May this holiday season — and the year ahead — bring you peace, joy, good health, and prosperity.

I’ll be taking the next couple of days off and will be back on Monday, December 29.

Merry Christmas to you and your families.

Take good care,
KP***

Jingle bells, jingle bells, jingle all the way… Oh what fun it is to ride… a stock portfolio that just keeps climbing higher.

And for those asking whether the Santa Claus Rally is coming —

WAKE UP. He is already on the roof!

Stocks continue to rise into year-end, momentum is building, and the tape is telling the story. Individual names making new highs, the indexes inching ever closer to new highs, all while Gold made a new closing high at $4,443. The VIX – fear index – falling to levels not seen since December 2024 and forecasts for 2026 remain robust…..

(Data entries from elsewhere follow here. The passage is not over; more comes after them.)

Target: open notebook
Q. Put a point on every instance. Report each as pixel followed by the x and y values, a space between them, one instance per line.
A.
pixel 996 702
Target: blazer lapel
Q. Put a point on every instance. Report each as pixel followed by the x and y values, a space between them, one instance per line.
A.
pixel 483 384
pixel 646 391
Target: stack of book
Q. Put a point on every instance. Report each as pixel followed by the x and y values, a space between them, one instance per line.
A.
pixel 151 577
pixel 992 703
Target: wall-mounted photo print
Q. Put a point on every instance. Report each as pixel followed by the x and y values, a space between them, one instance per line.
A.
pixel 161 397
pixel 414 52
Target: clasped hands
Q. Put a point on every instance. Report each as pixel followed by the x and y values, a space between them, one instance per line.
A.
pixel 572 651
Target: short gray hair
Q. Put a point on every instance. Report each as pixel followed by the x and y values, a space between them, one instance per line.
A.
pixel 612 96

As Francis Church – Editor of the New York Sun Newspaper told us in 1897: “Yes, Virginia — there is a Santa Claus.”

At the closing bell – the Dow registered a gain of 227 pts or 0.5%, the S&P up 44 pts or 0.6%, the Nasdaq I sup 121 pts or 0.5%, the Russell up 30 pts or 1.2%, the Transports up 121 pts or 0.7%, the Equal Weight S&P up 60 pts or 0.8%, while the Mag 7 gained 182 pts or 0.5%.

It was a broad advance – led by Financials up 0.9%, Industrials up 0.8% and Basic Materials up 0.7% and then Consumer Discretionary up 0.4%, Tech up 0.4%, Healthcare up 0.2%, Energy up 0.2% and Communications up 0.1%. We saw weakness in Utilities – 0.4%, Consumer Staples – 1.1% and Real Estate down 0.4%.

Other sector performance....Airlines up 1.6%, Metals & Miners up 1.9%, Aerospace & Defense up 2.5%, Big Pharma up 0.8%, Disruptive Tech up 1.5%, Semi’s +1.4%, Emerging Markets up 0.5%, Retail down 0.4%, Homebuilders – 0.5%, the Value trade down 0.02% while the Growth traded added 0.6%.

The data point today is all about the GDP report for the 3rd qtr.…..and while the estimate is for it to be +3.3% - the whisper number is 3.6% - something I think might be a bit aggressive – but nothing ceases to amaze me. We have now erased all of the early December losses – almost 80% of the S&P (that’s 400 names) ended the day higher yesterday – helping to push that index to just within 30 pts of kissing its all-time high…..and this morning – futures are flat to slightly higher yet again.

Look - Professional fund managers have been busy ‘window dressing’ for the year end marking period and are close to fully invested – meaning they have low levels of cash. Why you ask? Think ‘Performance Anxiety’! If stocks keep rising and they are sitting in cash, they lag their benchmark and risk unhappy clients. And no one wants an unhappy client.

Now, retail investors are a different story.

Cash levels are still elevated. Households are sitting on large balances in money-market funds and bank deposits. Why?

Because they were earning attractive “risk-free” yields (think 5%) — and now many are afraid of buying stocks at market highs. They don’t want to be reckless.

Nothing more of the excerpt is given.